The 19th Amendment secured universal suffrage in the United States because of the dedicated and militant struggle of a diverse movement, with a supporting push from the stunning victory of the Russian people over tsarism and for socialism. But that struggle was by no means concluded by the victory of August 1920. Indigenous women did not secure the right to vote until 1924. Suffragist Gertrude Simmons Bonnin, or Zitkala-Sa, a Yankton Sioux tribal member and dedicated activist and suffragist, played an important role, along with others in winning this victory.

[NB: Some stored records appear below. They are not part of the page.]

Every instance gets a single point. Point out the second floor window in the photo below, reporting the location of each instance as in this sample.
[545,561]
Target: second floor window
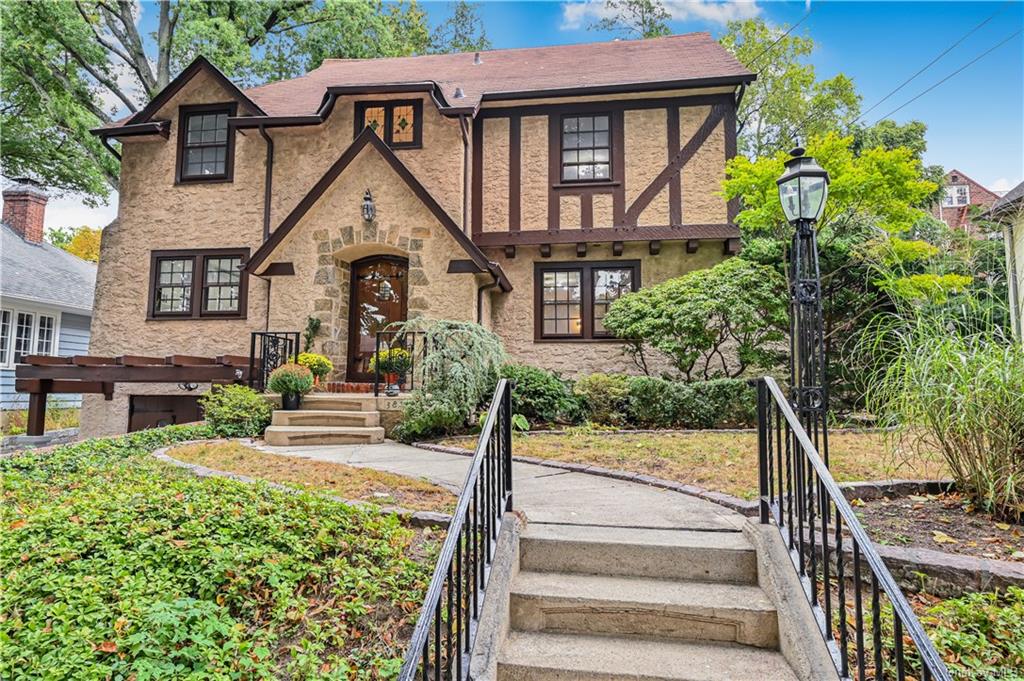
[399,124]
[206,145]
[586,149]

Universal suffrage was almost immediately denied to Black women. Some Black women did succeed in registering to vote. However, Black women quickly faced enormous obstacles to voting, and not just in the South. Liette Gidlow writes the account of Susie Fountain who in Virginia was given a “literacy test” consisting of a blank piece of paper, that the registrar then claimed she failed. Indiana Little, a teacher in Alabama, was arrested and sexually assaulted after leading a large crowd to the registrar’s office. As Little said in a sworn affidavit, she was “beat over the head unmercifully and … forced upon the officer’s demand to yield to him in an unbecoming manner.” It wasn’t until the Civil Rights Movement, following many more decades of intense class struggle under the leadership of Black people, that the Voting Rights Act of 1965 would be won.
Today, voting rights are still threatened. In 2013, the Supreme Court invalidated important parts of the Voting Rights Act. The decision allowed states to change election laws without prior federal approval. From 2011 to 2012, 27 measures were passed or implemented in 19 states that make it harder to vote
These attacks have overwhelmingly, although not exclusively, disenfranchised Black people. Black Americans of voting age are more than four times as likely to lose their voting rights than the rest of the adult population. In total, 2.2 million Black citizens are banned from voting, and they constitute thirty-eight percent of the disenfranchised population in the United States.
The history of voting rights in this country is one of organized groups of people marching, taking action, shouting, waging court battles and suffering intense repression to win a basic democratic right. This history should serve to open our eyes to the sordid sexist, racist and anti-worker history so often obscured in this country. It can remind us to renew our commitment to struggle, and our understanding that what can ultimately overcome that history and build a new one based on solidarity is the people’s struggle.